Quote Originally Posted by Tanarii View Post
Um. Mistborn fight physically, and enhance it with magic. That's the exact opposite of a pure caster. They're GISH.
Which is a kind of caster. Using magic to enhance something else is still using magic.

Quote Originally Posted by Talakeal View Post
But yeah, technically almost everything we experience is some sort of interaction caused by the electromagnetic force, and this is a pretty good example of why specialist casters are better for the game then generalists. If Magneto were to go around poking at the edges of his power to influence things that were not traditionally ferro-magnetic (sp?) because they still use the electromagnetic force he stops being "The Master of Magnetism" and instead is just another telekinetic.
No he isn't. He's still "The Master of Magnetism", because what he is doing is still "magnetism". The problem is that "conceptually limited" is, for the most part, meaningless. Mechanical limits are what matters, but if you have those your concept can be as broad as you happen to want it to be. Requiring casters to be Fire Mages or Death Mages or Nature Mages has its uses, but it is neither necessary nor sufficient to balance them.

I still don't know why you think games need to allow people to advance indefinitely or why they should be balanced around a point long after most games end.
It doesn't have to be "indefinite". It just has to be "after the cap". The reason I'm not naming a point is to sidestep quibbling about whether Conan or Captain America or Hawkeye or Aragorn or The Three Musketeers really represents the pinnacle of martial prowess. Because the specific point isn't relevant. And yes, lots of games end before the imbalance between casters and non-casters becomes crippling. Has it occurred to you that they do that because they want to play a balanced game and if you made that part of the game balanced, they'd play it too?

Insisting on balancing the game around some theoretical 430th level play session seems like a bit of a lost cause as the 1-20 actually can benefit from a bit of tinkering with CMD while the epic level game has way bigger things to worry about.
Mundanes are already bad by 11th level. This is not a problem that is "way outside normal play". This is a problem that occurs halfway through normal play at the absolute latest.

Quote Originally Posted by Dublinmarley View Post
Defeating wizards is easy.

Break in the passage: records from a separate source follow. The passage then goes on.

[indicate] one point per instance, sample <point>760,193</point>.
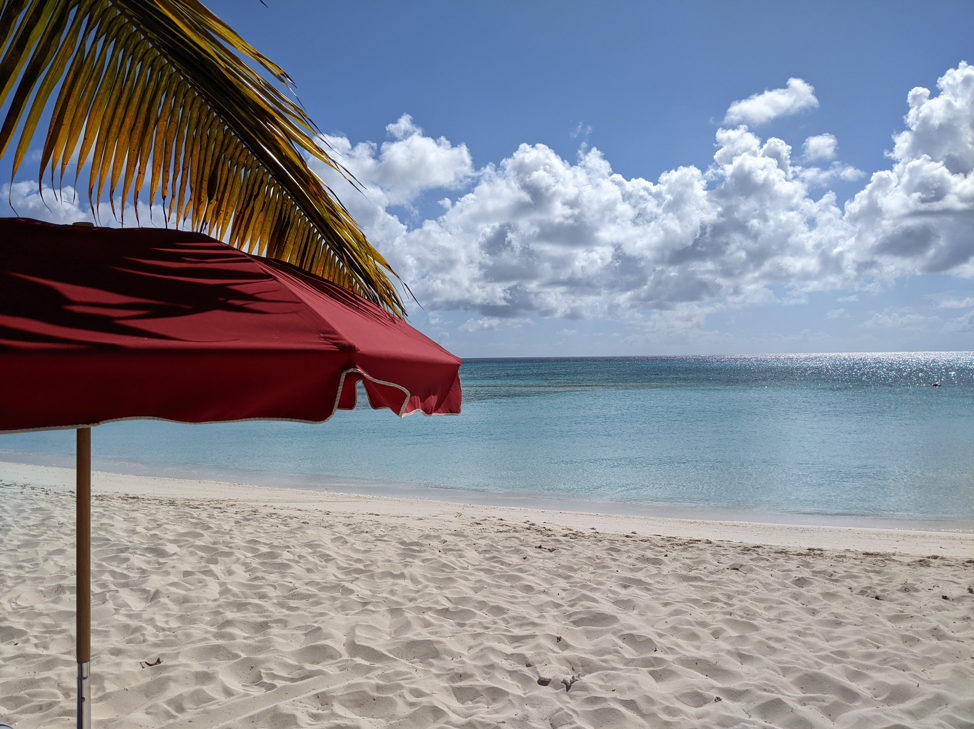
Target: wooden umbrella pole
<point>84,577</point>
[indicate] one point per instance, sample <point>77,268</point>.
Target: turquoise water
<point>852,435</point>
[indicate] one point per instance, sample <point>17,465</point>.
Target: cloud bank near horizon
<point>538,235</point>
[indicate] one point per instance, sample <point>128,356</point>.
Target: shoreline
<point>220,605</point>
<point>315,483</point>
<point>915,542</point>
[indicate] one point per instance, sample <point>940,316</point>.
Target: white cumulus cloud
<point>538,234</point>
<point>761,108</point>
<point>820,147</point>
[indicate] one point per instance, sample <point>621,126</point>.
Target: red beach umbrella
<point>100,324</point>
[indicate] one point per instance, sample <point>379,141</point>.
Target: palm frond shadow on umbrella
<point>101,325</point>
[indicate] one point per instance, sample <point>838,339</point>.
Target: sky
<point>634,178</point>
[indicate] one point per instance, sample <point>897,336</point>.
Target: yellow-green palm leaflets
<point>155,96</point>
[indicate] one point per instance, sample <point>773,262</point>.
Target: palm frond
<point>157,96</point>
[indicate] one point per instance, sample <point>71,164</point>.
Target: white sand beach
<point>220,605</point>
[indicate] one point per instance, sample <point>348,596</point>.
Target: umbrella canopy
<point>106,324</point>
<point>99,325</point>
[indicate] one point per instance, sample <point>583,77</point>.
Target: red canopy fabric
<point>100,324</point>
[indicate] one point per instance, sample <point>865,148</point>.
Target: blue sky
<point>567,178</point>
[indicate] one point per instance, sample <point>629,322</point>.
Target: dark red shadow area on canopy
<point>101,324</point>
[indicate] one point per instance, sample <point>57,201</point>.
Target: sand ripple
<point>282,617</point>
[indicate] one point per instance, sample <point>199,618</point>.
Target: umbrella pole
<point>83,471</point>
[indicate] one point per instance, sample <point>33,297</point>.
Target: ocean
<point>832,438</point>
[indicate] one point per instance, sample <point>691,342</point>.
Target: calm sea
<point>864,436</point>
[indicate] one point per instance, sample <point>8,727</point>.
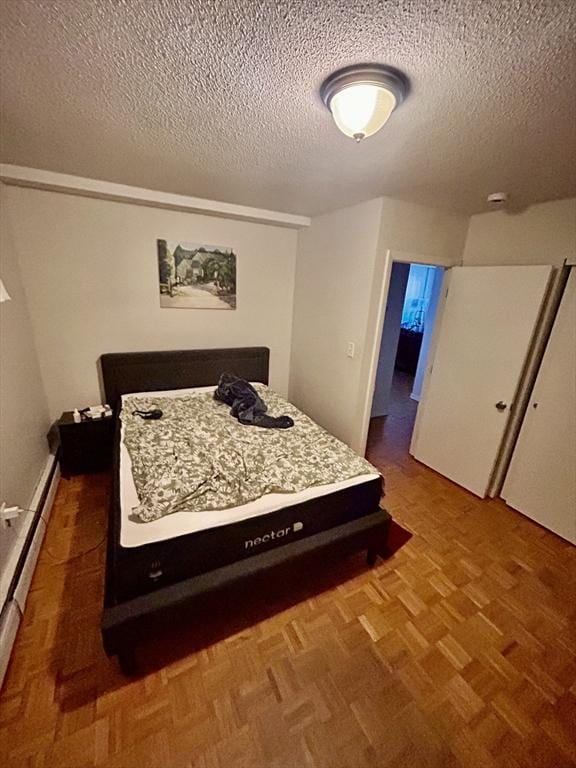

Stop giving them magic. Don't let them just walk into any major town and buy whatever spell they want. Give them random treasure and scrolls. I spent 5th and 6th level once with no 3rd level spells due to I couldn't afford the crappy ones they had available and no wizard would let me copy theirs.
No. That sound absolutely miserable. If you don't want people casting spells, don't let them play casters. If you let them play casters, let them cast spells.

Quote Originally Posted by Talakeal View Post
For number one, I wholeheartedly disagree. People should be allowed to play whatever archetypes they want.
Then the game cannot be balanced. Period. If I want to play Angel Summoner and you want to play BMX Bandit, the game is not balanced. It's not magically more balanced because people want to play those characters.

there really isn't any reason to do so aside from hurting the egos of people who like to play super powerful characters and don't like the thought of mere muggles being able to compete with them.
That is a very good reason to do so. If your "super strength" does not make you stronger than the guy who has no superpowers, you do not have super strength. If I am going to have powers beyond the mundane, I have to be better than mundanes. By definition. That is what my character concept requires, just as yours requires that you do not have superpowers. Our concepts are not compatible.